Ditlev Emanuel Torm (24 April 1836 – 22 November 1907) was a Danish businessman and co-founder of the shipping company Dampskibsselskabet Torm.

==Early life and education==
Torm was born in Aalborg, the son of merchant and later shipbroker in Randers Ulrich Frederik T. (1801–1866) and Severine Birgitte Friis (1803–1881). He went to sea at the age of 14 and passed his exams as a navigator in 1853. He then served aboard English, German and American vessels. In 1862, he was also certified as an English mate in Hong Kong. He spent the next ten years in the Far East with only one short interruption.

==Career==
After his return to Denmark, Torm initially worked for Dampskibsselskabet København. He left the company when he was treated unfairly in connection with the wrecking of S.S. Fyn. In 1879, he started Dampskibsselskabet Bornholm with a single steam vessel. In 1889. he then founded Dampskibsselskabet Torm in a partnership with Christian Schmiegelow. The company had an initial capital of DKK 212,000. Torm headed the office while Schmiegelow sailed their first ship, the steamer S.S. Alice. The company's fleet grew steadily. It focused on the Baltic Sea and North Sea.

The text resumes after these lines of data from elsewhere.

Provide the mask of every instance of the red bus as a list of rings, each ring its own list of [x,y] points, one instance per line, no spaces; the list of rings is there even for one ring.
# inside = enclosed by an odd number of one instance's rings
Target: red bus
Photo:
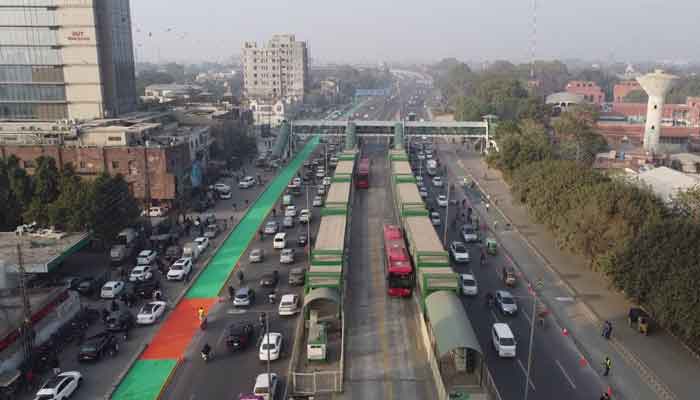
[[[369,158],[363,157],[357,166],[357,174],[355,176],[355,187],[358,189],[367,189],[369,187]]]
[[[410,296],[414,282],[413,267],[403,239],[403,232],[396,225],[384,225],[384,255],[389,296]]]

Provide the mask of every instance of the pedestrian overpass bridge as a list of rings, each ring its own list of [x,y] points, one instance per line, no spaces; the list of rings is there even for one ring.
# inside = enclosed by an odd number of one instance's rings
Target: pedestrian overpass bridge
[[[490,123],[485,121],[364,121],[364,120],[296,120],[284,121],[280,126],[273,155],[279,156],[293,143],[294,138],[312,135],[344,137],[345,147],[352,149],[358,138],[384,137],[401,146],[413,138],[430,137],[447,140],[460,139],[474,148],[495,146],[489,136]],[[486,145],[488,143],[488,145]]]

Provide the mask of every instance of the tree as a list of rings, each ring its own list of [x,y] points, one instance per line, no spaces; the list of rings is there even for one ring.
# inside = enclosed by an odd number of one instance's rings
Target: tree
[[[90,222],[90,207],[94,204],[93,187],[83,181],[69,164],[61,171],[60,194],[48,206],[51,225],[68,232],[87,229]]]
[[[136,221],[139,206],[122,175],[102,174],[92,190],[94,201],[89,211],[89,226],[97,238],[109,242]]]
[[[623,103],[646,103],[647,101],[649,101],[649,95],[641,89],[627,93],[627,96],[622,99]]]
[[[592,108],[576,107],[554,121],[560,157],[593,165],[596,154],[607,148],[605,138],[594,129],[596,114]]]
[[[56,160],[46,156],[37,158],[36,170],[32,178],[34,193],[24,217],[45,226],[49,224],[49,204],[56,200],[59,194],[59,172]]]

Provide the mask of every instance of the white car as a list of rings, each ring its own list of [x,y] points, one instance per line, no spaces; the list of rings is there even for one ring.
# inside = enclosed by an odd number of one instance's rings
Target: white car
[[[452,254],[452,258],[456,263],[469,262],[469,250],[462,242],[452,242],[450,244],[450,254]]]
[[[277,309],[279,315],[294,315],[299,312],[299,295],[296,294],[285,294],[280,300],[279,308]]]
[[[152,301],[141,307],[136,314],[136,323],[139,325],[149,325],[156,322],[165,313],[164,301]]]
[[[129,282],[144,281],[153,276],[153,270],[150,265],[137,265],[129,274]]]
[[[262,397],[263,400],[274,400],[277,393],[277,374],[260,374],[255,378],[253,394]]]
[[[200,253],[204,253],[207,247],[209,247],[209,238],[200,236],[197,239],[195,239],[194,242],[197,244],[197,247],[199,247]]]
[[[143,250],[136,257],[136,264],[137,265],[151,265],[151,264],[153,264],[153,262],[156,261],[156,257],[158,257],[158,253],[156,253],[155,251]]]
[[[296,217],[297,216],[297,206],[287,206],[284,210],[285,217]]]
[[[225,183],[217,183],[217,184],[214,184],[214,190],[217,192],[230,192],[231,186],[229,186]]]
[[[248,254],[248,262],[250,262],[250,263],[262,262],[264,257],[265,256],[264,256],[262,249],[253,249],[250,251],[250,254]]]
[[[280,253],[280,264],[294,263],[294,249],[282,249]]]
[[[192,258],[183,257],[173,263],[165,275],[167,280],[183,280],[192,272]]]
[[[36,392],[36,400],[68,399],[80,387],[82,380],[83,375],[78,371],[61,372],[44,383]]]
[[[124,282],[109,281],[102,286],[100,297],[103,299],[115,299],[121,294],[122,290],[124,290]]]
[[[282,334],[277,332],[266,333],[260,342],[260,361],[275,361],[280,358],[282,352]]]
[[[299,222],[302,224],[308,224],[311,222],[311,211],[306,208],[299,212]]]
[[[479,294],[479,287],[476,284],[476,278],[472,274],[460,275],[460,286],[462,286],[462,294],[465,296],[476,296]]]
[[[255,186],[255,178],[252,176],[246,176],[238,182],[238,187],[240,189],[248,189],[249,187]]]
[[[274,239],[272,239],[272,248],[283,249],[285,247],[287,247],[287,234],[284,232],[280,232],[275,235]]]

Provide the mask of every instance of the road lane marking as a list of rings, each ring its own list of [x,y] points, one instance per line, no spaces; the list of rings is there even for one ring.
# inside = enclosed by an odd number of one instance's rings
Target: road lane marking
[[[532,379],[528,379],[527,370],[525,369],[525,366],[523,365],[522,361],[520,361],[520,359],[518,359],[518,365],[520,366],[520,369],[523,371],[523,375],[525,375],[525,379],[527,379],[528,383],[530,384],[532,391],[536,392],[537,390],[535,390],[535,384],[532,383]]]
[[[566,378],[567,381],[569,381],[569,384],[571,385],[571,387],[574,388],[574,390],[576,390],[576,385],[574,385],[574,381],[571,379],[571,377],[569,376],[569,374],[566,373],[566,371],[564,370],[564,367],[561,365],[561,363],[559,362],[559,360],[557,360],[557,359],[555,358],[555,359],[554,359],[554,362],[557,363],[557,366],[558,366],[559,369],[561,370],[561,373],[564,374],[564,377]]]

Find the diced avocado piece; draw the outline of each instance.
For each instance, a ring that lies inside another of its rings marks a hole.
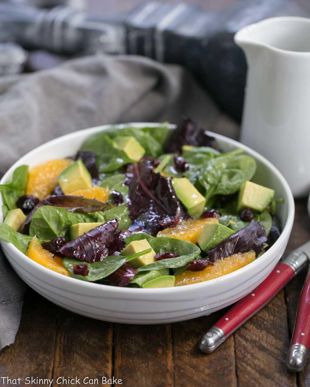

Torm served as president of Fællesrepræsentationen for dansk skibsfart from 1900 to 1907 and also as president of Den Permanente Voldgiftskommission. He was also a member of the Maritime and Commercial Court (Sø- og handelsretten).

==Personal life==
Torm married Elise Helene Mathilde Zoéga (30 January 1846 – 16 March 1918) on 28 March 1868 in Flensburg. Their son, Frederik Torm, was a theologian.

Torm died on 22 November 1907 in Copenhagen. He is buried in Assistens Cemetery.